NTU Apprentice
Joined: 17 Jul 2015 Posts: 187
|
Posted: Mon Sep 26, 2016 12:04 am Post subject: -fgcse-las GCC option? |
|
|
Hello all! I've been experimenting with Graphite/ISL on GCC 5.4, it's rock solid as far as I can tell so far. Compiling the kernel itself and Firefox with the new options has actually dramatically reduced CPU usage during runtime. The overhead of the browser has dropped substantially. I've been going through the GCC docs and some of the source and came across -fgcse-las. Any idea why this option isn't enabled at -O3? Judging from the description in their documentation it doesn't seem that dangerous. Does anyone here use it? Thoughts, noticeable changes? I'm assuming this should only impact compile time, just as -fgcse-after-reload, correct? Worst case scenario it has no effect at startup / runtime?
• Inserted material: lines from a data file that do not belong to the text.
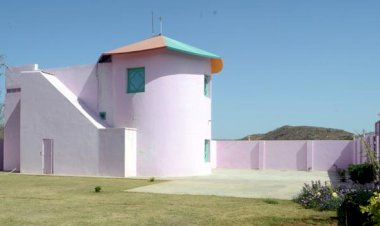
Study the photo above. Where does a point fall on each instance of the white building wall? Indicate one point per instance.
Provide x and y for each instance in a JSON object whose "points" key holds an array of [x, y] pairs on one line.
{"points": [[47, 114]]}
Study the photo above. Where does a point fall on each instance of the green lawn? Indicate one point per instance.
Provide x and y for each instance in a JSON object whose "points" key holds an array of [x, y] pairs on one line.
{"points": [[54, 200]]}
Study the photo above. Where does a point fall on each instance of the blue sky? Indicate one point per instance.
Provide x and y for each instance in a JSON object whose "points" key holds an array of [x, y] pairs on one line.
{"points": [[286, 62]]}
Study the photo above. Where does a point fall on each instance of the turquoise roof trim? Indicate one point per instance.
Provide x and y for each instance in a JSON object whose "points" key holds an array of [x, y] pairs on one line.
{"points": [[185, 48]]}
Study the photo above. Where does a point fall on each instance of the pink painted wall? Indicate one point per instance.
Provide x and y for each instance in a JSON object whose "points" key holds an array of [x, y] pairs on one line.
{"points": [[172, 116], [328, 153], [285, 155], [237, 155]]}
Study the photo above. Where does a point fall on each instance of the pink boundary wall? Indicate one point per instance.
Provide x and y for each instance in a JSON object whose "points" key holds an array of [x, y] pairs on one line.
{"points": [[286, 155]]}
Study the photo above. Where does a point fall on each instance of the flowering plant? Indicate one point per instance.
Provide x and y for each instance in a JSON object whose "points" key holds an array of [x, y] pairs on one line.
{"points": [[319, 196]]}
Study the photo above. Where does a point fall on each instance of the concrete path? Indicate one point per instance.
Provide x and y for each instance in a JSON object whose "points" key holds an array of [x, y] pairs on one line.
{"points": [[239, 183]]}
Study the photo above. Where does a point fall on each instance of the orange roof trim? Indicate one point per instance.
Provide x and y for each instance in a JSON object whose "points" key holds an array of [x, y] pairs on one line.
{"points": [[165, 42]]}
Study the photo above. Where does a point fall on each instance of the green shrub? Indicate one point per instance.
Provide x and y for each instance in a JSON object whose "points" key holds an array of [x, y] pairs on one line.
{"points": [[362, 173], [318, 196], [349, 212], [373, 209], [98, 189]]}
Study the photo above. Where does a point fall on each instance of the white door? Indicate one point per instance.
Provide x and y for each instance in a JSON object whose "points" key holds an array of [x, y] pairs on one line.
{"points": [[47, 156]]}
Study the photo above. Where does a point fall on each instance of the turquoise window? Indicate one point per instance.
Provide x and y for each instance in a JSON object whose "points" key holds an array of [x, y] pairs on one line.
{"points": [[102, 115], [207, 151], [207, 85], [135, 80]]}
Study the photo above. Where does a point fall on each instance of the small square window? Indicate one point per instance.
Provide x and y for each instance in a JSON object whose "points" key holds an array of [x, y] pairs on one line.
{"points": [[207, 85], [207, 151], [135, 80], [102, 115]]}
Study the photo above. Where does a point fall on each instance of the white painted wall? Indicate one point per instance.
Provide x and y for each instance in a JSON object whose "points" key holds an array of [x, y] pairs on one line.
{"points": [[11, 156], [82, 81], [117, 152]]}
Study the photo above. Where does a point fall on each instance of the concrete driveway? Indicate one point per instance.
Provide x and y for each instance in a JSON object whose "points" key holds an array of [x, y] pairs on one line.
{"points": [[239, 183]]}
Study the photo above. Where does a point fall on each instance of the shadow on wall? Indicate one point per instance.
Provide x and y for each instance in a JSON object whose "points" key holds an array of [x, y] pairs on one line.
{"points": [[342, 162], [301, 158], [1, 154], [255, 156]]}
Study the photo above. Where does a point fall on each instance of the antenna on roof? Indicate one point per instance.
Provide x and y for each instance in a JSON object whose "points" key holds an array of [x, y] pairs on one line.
{"points": [[160, 25], [152, 24]]}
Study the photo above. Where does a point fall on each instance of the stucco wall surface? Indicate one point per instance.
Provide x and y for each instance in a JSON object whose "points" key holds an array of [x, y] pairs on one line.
{"points": [[285, 155], [172, 116], [47, 114]]}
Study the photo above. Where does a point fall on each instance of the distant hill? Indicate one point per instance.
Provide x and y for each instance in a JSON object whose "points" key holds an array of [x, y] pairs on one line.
{"points": [[302, 133]]}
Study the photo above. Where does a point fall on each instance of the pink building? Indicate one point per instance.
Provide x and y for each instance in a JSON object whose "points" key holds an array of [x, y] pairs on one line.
{"points": [[141, 110]]}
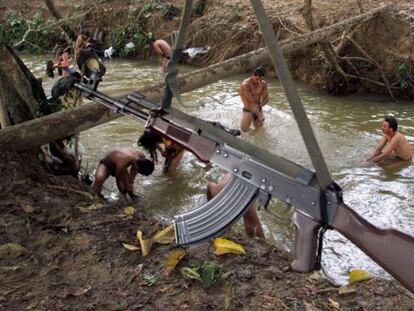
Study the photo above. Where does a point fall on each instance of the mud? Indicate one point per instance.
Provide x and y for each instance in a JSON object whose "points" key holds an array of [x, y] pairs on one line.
{"points": [[74, 259]]}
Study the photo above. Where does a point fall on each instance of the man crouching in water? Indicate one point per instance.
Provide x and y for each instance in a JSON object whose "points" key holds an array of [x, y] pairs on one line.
{"points": [[116, 163], [253, 92], [393, 143]]}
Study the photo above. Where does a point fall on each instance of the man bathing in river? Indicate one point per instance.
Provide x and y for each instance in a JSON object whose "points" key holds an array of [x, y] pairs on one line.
{"points": [[116, 163], [163, 49], [253, 92], [392, 144]]}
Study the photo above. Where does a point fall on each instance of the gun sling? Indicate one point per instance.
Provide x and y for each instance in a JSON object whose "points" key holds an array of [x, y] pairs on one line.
{"points": [[260, 174]]}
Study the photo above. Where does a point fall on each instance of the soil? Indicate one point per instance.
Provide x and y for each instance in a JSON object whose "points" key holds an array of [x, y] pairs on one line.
{"points": [[73, 256], [73, 259]]}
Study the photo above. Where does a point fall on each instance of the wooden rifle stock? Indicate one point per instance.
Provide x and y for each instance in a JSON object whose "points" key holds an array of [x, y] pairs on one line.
{"points": [[391, 249]]}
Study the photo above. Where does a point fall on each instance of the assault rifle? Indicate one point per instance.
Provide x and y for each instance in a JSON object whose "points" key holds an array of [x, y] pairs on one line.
{"points": [[260, 175]]}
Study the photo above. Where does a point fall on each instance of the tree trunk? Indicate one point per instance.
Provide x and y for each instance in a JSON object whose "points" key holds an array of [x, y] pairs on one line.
{"points": [[20, 92], [37, 132], [55, 13]]}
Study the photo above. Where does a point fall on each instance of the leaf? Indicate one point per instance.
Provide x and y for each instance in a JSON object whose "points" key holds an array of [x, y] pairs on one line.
{"points": [[11, 250], [130, 247], [190, 273], [209, 274], [333, 303], [145, 244], [129, 211], [224, 246], [356, 276], [172, 260], [165, 236], [347, 289], [152, 279], [7, 269]]}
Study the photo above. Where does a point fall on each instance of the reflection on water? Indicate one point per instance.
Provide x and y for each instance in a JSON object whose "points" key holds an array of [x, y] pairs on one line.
{"points": [[347, 129]]}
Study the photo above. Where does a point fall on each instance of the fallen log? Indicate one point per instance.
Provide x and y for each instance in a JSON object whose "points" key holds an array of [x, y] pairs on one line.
{"points": [[42, 130]]}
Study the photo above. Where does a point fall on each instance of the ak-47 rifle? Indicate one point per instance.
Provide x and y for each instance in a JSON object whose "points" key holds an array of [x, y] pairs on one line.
{"points": [[259, 175]]}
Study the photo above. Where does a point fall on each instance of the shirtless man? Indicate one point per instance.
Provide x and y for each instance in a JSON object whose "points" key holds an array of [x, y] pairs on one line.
{"points": [[392, 143], [163, 49], [252, 224], [152, 142], [253, 92], [116, 163]]}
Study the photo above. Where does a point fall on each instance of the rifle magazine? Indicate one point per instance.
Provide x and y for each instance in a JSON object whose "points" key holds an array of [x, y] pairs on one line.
{"points": [[217, 215]]}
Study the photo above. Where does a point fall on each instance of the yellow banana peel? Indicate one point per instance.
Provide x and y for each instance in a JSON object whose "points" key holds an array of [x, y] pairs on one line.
{"points": [[224, 246]]}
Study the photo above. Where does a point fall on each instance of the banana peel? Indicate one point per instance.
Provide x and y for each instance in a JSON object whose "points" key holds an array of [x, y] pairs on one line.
{"points": [[224, 246], [165, 236], [145, 244]]}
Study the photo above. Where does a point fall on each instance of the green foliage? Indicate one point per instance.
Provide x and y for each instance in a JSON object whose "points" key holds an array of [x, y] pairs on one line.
{"points": [[404, 76], [207, 273], [38, 40], [134, 31]]}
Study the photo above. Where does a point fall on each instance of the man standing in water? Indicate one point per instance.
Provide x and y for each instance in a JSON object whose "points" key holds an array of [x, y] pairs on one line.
{"points": [[116, 163], [163, 49], [393, 143], [253, 92]]}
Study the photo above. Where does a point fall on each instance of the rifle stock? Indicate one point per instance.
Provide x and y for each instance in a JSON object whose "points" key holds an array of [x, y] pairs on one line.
{"points": [[306, 242], [391, 249]]}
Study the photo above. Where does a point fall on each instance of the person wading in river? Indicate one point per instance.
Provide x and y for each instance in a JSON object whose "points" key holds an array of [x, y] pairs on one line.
{"points": [[152, 141], [392, 144], [253, 92], [163, 49], [116, 163]]}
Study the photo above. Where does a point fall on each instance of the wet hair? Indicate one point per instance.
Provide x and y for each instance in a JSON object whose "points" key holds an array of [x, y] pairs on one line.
{"points": [[145, 166], [392, 121], [149, 140], [260, 72]]}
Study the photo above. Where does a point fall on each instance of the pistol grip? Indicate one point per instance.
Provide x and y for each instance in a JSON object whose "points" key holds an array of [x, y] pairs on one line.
{"points": [[306, 241]]}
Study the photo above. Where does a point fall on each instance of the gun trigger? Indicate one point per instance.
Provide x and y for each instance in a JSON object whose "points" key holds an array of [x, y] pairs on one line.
{"points": [[263, 199]]}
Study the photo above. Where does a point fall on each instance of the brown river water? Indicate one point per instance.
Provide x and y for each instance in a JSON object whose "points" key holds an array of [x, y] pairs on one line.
{"points": [[347, 130]]}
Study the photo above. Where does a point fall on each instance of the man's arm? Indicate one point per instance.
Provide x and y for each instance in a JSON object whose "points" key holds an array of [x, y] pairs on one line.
{"points": [[264, 99], [380, 154], [122, 180], [246, 96]]}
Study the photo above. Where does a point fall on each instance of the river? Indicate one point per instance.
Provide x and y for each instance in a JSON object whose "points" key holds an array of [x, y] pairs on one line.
{"points": [[347, 129]]}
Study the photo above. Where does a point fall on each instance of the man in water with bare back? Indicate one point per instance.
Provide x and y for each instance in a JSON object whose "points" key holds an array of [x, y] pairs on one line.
{"points": [[253, 92], [393, 143], [116, 163], [163, 49]]}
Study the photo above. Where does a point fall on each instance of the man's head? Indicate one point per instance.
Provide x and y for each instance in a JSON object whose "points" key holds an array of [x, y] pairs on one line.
{"points": [[149, 141], [145, 166], [389, 124], [259, 72]]}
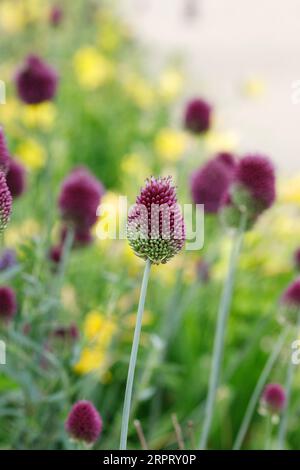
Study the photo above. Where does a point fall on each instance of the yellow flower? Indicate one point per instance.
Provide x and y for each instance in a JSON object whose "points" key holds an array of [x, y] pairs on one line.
{"points": [[32, 154], [170, 144], [98, 333], [221, 141], [289, 191], [92, 68], [170, 84], [254, 87], [39, 116]]}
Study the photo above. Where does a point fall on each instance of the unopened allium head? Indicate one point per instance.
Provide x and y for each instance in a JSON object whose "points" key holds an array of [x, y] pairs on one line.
{"points": [[36, 81], [155, 228], [273, 398], [211, 181], [252, 190], [5, 202], [8, 303], [84, 423], [79, 199], [198, 116], [16, 178], [4, 153]]}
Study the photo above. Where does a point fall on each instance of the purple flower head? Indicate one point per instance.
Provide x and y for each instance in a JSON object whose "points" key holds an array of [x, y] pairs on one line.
{"points": [[4, 153], [255, 183], [5, 202], [84, 423], [155, 227], [56, 15], [297, 259], [274, 398], [79, 199], [36, 81], [66, 333], [8, 303], [8, 259], [16, 178], [210, 183], [197, 118], [291, 296]]}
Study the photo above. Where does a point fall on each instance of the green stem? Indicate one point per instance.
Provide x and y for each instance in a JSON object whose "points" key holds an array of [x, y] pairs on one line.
{"points": [[288, 389], [258, 390], [133, 357], [220, 333]]}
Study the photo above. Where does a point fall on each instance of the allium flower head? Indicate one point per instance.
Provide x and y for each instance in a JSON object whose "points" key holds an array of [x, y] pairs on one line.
{"points": [[198, 115], [274, 398], [8, 259], [155, 228], [16, 178], [254, 183], [84, 422], [79, 199], [36, 81], [297, 259], [210, 183], [4, 153], [56, 15], [5, 202], [8, 303]]}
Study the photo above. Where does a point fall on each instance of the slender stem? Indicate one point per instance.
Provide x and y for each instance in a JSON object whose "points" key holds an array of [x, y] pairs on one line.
{"points": [[223, 312], [258, 390], [133, 357], [288, 389]]}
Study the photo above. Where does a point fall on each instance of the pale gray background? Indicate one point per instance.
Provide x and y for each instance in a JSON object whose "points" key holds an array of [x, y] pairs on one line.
{"points": [[229, 41]]}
Or has this option been found to be too aggressive and actually break something?
Here's a snippet of my make.conf:
Code: |
# Cherry-picked from -O3 which seem to not globally cause needless CPU cycles
# Can -fgcse-las safely go here?
OPT="-fpredictive-commoning -fgcse-after-reload -fvect-cost-model -ftree-partial-pre"
# -funsafe-math-optimizations enables our vectorization friend, -fassociative-math, and it's requirements.
# -fassociative-math allows re-ordering of operands to further along auto vectorization without
# all the other unsafe optimizations that come with -ffast-math.
VECOPT="-ftree-vectorize -funsafe-math-optimizations"
# ISL / Graphite optimization flags without blindly parallelizing everything
# -floop-nest-optimize is the new -ftree-loop-linear -floop-interchange etc etc
ISLOPT="-floop-nest-optimize -fgraphite-identity"
CFLAGS="-march=core2 -O2 -pipe -fomit-frame-pointer ${OPT} ${VECOPT} ${ISLOPT}"
CXXFLAGS="${CFLAGS}"
|
To be clear, I am not a Gentoo ricer, I have very carefully selected these options based on the behavior of these options. While you may call me an idiot for enabling -funsafe-math-optimizations, there are many scenarios (namely ones including floating point) where GCC's auto vectorizer will do nothing. If the FP code is written in the order GCC expects it in it's vectorization pass, I have not tested this but only then will it vectorize those functions. |
|